Ce qui rend le Story Circle si efficace, c'est qu'il peut s'appliquer aussi bien à une histoire complète qu'à des sous-intrigues ou à plusieurs personnages distincts. Il met l'accent sur la transformation intérieure des héros plutôt que sur les seuls événements externes. C’est parfait pour que les lecteurs s’identifient aux protagonistes.
Le Story Circle est comparable à la structure d'une maison. Pour un même plan de base, vous obtenez des résultats radicalement différents selon les matériaux, le style architectural et les finitions choisies.
Par exemple, chaque étape du cercle peut être interprétée de façon littérale ou métaphorique. Le “voyage” peut être physique (Le Seigneur des Anneaux), émotionnel (Marriage Story), mental (Inception) ou social (Parasite). De même, le cycle peut se dérouler sur des années (Boyhood), quelques jours (Before Sunrise) ou une seule nuit (After Hours). Et je ne parle pas des variations de ton entre la comédie, le drame, l’horreur, la science-fiction, etc.
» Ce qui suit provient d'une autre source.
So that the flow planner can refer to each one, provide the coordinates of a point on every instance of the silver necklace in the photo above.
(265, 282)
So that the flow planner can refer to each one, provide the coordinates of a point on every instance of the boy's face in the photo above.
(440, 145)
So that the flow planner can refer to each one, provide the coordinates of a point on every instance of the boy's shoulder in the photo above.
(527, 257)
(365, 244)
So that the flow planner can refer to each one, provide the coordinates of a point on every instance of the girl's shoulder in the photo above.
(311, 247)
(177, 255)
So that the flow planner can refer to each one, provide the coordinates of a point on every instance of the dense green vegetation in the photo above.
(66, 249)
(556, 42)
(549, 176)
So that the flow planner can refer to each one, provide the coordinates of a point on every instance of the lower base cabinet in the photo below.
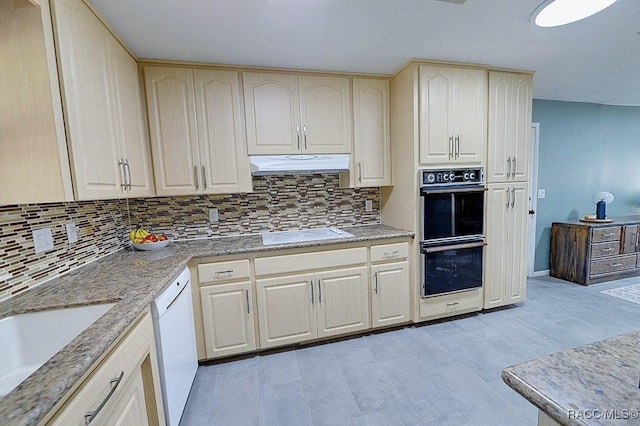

À cela s’ajoute le fait qu’un récit peut contenir plusieurs “Story Circles” qui s'entremêlent et se répondent. Prenez The Last of Us. Joel a un arc global sur le deuil et la rédemption, mais chaque épisode contient son propre micro-cercle.
En fait, le Story Circle est plus un outil de compréhension qu'une formule rigide. C'est comme une gamme en musique. Si tous les musiciens l'utilisent, ça ne signifie pas que toutes les chansons se ressemblent. Le Plot Embryo offre un cadre qui permet (paradoxalement) plus de liberté créative, en donnant des points d'ancrage clairs pour expérimenter et innover. Et c’est justement ce qui a tout débloqué chez moi !
L’impact du Story Circle sur ma créativité
Le Story Circle a révolutionné ma façon d'écrire pour 3 raisons.
Premièrement, il m'a permis de résoudre le problème du “et ensuite ?”. Avant, j'écrivais des scènes, des moments clés tels qu’ils se déroulaient dans ma tête, mais je ne savais jamais naturellement quelle scène devait suivre, ni même si ce que j’écrivais avait une quelconque utilité pour l’intrigue. Or, le Story Circle a une logique implacable : chaque étape découle de la précédente. Une fois que j'ai identifié le désir de mon personnage (étape 2), je sais qu'il doit quitter sa zone de confort (étape 3) pour l'obtenir. Cette sortie va nécessairement le confronter à un nouvel environnement auquel il devra s'adapter (étape 4). C'est mécanique, presque mathématique.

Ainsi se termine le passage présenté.